# 0. Getting started with Airflow
## Airflow
- We only cover v1. Latest version of Airflow is v2 but we're running on v1. Migrating to v2 requires significant effort from our end. Find out [what has changed on v1 vs v2](https://wiki.grab.com/display/OLYMPUS/04.+Airflow+Service:+Migration+from+Airflow+v1+to+Airflow+v2).
- Familiarize/introduce high level [Airflow concepts](https://airflow.apache.org/docs/apache-airflow/stable/concepts/overview.html)
### Folder structure
`/src/main/python/dags/`
contain all our DAGs
`/src/main/python/helpers/`
- common python scripts that you want to use across many DAGs
- operators - a template for a predefined Task
- sensors - a special type of Operator that are designed to wait for something to occur.

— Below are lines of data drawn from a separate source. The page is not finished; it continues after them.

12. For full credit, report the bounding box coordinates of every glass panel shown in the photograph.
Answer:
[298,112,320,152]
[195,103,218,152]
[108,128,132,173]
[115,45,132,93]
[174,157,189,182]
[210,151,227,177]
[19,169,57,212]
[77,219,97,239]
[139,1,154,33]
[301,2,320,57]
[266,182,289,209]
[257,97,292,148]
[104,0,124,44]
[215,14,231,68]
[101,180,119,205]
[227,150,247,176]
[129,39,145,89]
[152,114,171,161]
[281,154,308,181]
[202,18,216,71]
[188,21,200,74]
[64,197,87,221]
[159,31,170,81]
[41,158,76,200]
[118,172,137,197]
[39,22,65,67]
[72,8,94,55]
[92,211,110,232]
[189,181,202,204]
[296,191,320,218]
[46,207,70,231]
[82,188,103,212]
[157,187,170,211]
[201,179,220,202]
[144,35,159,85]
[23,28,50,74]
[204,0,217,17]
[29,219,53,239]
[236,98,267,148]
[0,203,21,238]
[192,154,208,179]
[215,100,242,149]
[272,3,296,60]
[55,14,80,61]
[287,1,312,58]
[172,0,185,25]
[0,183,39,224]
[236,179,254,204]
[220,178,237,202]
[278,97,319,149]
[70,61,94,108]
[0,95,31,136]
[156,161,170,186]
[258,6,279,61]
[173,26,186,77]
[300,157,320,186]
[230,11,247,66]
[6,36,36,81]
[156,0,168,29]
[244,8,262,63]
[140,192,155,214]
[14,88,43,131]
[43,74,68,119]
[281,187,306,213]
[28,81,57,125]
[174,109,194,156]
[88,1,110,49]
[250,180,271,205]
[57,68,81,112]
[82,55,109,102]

- hooks - a high-level interface to an external services like databases
~~/src/main/python/plugins/~~
### Naming conventions and best practises
- snake case variables and DAG IDs by default (eg `snake_case` vs `CamelCase`)
- TODO: team naming coventions & subdirectory structure (`eg perf.table_name`)
- Follow [Airflow Best Practises](https://airflow.apache.org/docs/apache-airflow/stable/best-practices.html)
## [Not covered] Running examples locally with Docker & docker-compose
The easiest & fastest way to get hands on Airflow is running a instance locally.
Setting up local environment for development requires [installation of docker and optionally docker-compose](https://docs.docker.com/compose/install/).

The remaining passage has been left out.